[Mono-list] Support for marshalling of C# string to unmanaged wchar_t on Linux

Jonathan Pryor jonpryor@vt.edu
Thu, 16 Dec 2004 21:22:10 -0500


Your code is buggy, but I'll tackle it anyway. :-)

On Thu, 2004-12-16 at 13:12 +0000, Kala B wrote:
> Hi,
> Does mono support marshalling of C# string to
> unmanaged wchar_t on Linux? 

No.  Actually, I was surprised it ran at all (I was expecting a
g_assert_not_reached() message), but once I ran it, the problem became
clear: When Mono marshals to CharSet.Unicode, it doesn't marshal to a
Unix wchar_t, it marshals to a Windows wchar_t.

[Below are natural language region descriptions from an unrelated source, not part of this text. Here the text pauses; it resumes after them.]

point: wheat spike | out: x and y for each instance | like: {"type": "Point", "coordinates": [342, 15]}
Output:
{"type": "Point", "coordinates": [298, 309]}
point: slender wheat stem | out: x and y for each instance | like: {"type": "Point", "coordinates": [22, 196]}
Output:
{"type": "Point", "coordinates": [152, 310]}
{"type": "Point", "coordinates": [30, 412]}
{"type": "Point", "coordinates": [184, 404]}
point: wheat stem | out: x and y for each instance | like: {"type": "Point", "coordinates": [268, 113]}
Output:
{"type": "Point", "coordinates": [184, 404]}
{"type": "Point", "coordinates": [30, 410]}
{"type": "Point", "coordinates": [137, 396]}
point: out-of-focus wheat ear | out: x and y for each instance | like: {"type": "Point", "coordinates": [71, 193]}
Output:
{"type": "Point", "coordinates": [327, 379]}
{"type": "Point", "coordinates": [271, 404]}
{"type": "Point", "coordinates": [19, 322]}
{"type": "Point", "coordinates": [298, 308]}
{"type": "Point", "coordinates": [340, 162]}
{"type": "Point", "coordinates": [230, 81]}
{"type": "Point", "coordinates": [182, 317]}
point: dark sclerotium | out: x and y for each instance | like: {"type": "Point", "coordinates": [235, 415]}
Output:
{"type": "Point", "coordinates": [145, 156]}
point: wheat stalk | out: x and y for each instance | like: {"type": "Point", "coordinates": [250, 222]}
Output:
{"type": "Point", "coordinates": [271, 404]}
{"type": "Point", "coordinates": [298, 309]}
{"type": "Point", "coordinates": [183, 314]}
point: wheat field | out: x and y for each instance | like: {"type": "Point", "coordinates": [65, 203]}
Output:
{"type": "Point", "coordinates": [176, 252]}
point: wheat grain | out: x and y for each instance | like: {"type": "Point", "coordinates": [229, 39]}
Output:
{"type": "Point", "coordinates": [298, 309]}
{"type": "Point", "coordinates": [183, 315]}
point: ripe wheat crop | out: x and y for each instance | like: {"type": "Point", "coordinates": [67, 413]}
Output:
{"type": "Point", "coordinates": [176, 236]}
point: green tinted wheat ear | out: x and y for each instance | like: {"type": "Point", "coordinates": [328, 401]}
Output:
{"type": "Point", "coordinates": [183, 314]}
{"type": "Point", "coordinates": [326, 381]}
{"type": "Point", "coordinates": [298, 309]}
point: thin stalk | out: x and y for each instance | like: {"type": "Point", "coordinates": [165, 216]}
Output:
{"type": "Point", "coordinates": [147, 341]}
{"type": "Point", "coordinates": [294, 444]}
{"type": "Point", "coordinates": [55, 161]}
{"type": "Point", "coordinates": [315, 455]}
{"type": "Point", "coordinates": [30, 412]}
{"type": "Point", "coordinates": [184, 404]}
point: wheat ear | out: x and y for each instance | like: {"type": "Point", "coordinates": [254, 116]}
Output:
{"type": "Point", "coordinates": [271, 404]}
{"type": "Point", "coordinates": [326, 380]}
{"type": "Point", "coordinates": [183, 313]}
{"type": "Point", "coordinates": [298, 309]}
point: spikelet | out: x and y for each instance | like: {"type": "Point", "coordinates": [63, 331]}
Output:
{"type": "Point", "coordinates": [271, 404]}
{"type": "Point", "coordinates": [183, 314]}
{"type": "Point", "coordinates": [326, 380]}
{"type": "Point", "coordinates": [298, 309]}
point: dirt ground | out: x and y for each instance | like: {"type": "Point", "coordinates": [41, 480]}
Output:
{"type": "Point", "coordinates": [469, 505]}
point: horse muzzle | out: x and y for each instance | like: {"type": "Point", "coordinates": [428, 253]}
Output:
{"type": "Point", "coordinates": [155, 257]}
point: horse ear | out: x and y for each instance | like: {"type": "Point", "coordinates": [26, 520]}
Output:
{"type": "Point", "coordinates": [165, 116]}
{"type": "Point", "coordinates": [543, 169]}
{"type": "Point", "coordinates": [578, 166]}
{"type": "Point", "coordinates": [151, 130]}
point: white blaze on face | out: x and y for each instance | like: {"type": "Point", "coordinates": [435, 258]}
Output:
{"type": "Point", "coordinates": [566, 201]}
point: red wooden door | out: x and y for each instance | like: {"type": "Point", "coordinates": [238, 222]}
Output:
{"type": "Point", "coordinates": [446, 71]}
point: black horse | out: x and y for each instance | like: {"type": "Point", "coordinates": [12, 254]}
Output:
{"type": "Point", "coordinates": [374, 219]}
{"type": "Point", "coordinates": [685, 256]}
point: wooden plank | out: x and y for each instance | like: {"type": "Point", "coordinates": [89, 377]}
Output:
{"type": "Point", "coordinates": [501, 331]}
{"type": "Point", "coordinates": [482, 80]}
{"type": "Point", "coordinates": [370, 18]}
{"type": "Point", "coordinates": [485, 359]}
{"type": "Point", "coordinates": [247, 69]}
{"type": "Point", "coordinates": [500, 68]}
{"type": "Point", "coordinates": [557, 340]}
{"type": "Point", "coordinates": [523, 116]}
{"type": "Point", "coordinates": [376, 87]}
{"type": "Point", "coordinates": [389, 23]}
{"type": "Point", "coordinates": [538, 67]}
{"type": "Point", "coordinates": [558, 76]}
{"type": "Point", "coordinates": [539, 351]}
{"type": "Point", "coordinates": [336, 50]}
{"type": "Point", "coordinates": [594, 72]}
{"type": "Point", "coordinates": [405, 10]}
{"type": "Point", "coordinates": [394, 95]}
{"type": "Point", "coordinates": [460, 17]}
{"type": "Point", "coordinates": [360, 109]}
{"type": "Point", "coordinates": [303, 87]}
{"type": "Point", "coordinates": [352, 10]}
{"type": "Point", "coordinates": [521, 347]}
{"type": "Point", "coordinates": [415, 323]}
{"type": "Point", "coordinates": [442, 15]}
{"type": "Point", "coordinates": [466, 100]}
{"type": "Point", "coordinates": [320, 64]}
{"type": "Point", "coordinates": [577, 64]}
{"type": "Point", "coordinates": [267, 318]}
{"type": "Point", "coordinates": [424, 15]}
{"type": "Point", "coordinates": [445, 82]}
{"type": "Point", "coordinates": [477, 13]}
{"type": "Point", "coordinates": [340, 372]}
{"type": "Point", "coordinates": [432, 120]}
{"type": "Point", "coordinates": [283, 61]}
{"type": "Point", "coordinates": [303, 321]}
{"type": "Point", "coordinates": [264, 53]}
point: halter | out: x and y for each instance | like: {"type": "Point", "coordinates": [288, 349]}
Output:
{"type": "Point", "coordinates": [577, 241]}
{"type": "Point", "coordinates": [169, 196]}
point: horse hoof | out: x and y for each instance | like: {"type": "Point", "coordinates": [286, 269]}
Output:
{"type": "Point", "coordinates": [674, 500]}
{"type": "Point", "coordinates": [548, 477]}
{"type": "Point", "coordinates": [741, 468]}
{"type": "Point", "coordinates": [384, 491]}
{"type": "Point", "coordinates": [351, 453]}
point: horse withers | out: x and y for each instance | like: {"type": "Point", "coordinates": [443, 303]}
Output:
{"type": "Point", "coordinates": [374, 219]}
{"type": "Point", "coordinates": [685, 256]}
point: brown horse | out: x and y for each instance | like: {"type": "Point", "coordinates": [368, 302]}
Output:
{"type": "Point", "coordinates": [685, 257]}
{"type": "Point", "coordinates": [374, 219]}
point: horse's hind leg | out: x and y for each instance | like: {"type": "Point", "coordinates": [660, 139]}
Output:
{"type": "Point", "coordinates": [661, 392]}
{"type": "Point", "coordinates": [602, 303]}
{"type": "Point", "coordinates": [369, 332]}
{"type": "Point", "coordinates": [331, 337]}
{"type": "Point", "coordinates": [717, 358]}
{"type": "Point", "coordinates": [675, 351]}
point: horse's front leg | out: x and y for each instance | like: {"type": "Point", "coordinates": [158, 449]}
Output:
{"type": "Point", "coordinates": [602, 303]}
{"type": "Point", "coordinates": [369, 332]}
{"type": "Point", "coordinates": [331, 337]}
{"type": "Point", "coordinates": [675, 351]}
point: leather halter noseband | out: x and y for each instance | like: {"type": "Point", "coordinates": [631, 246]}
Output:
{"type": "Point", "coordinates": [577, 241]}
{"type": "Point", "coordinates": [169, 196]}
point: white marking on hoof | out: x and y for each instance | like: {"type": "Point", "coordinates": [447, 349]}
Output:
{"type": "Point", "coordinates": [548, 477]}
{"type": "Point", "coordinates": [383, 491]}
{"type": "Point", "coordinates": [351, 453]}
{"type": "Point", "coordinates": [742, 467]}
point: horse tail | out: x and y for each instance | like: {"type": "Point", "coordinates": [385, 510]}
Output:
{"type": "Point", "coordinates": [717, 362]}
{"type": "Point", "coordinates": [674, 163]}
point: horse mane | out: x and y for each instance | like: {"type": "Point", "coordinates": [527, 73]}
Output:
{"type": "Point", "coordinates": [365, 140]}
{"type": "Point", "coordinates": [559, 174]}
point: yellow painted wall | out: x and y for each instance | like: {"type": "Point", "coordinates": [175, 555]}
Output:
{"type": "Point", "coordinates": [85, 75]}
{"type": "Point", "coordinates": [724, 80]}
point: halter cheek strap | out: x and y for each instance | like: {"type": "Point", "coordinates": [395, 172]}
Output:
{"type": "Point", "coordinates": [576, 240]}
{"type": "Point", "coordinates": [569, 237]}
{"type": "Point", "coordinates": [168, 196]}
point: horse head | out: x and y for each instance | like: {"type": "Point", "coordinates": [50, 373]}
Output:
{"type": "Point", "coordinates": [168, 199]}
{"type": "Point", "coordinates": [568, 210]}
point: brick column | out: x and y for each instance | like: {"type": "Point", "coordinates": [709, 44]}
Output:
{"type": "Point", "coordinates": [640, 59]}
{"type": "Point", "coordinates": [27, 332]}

Wchar_t on most Unix platforms is 4 bytes (32-bits), while it's 2 bytes
(16-bits) on Windows.  This is easy for Mono to do (as it stores all
strings as 16-bit Unicode strings internally), and difficult for lots of
other people.

Though wchar_t has enough problems in Unix/Linux that I've been told to
avoid it.  It's more trouble than it's worth -- sticking with UTF-8 is
far easier to do.  (Then there's the immortal question of how to
portably convert between wchar_t* and char*.  You could use wcstombs,
but the standard doesn't say what encoding it'll use, which makes it
nearly useless for most practical purposes...)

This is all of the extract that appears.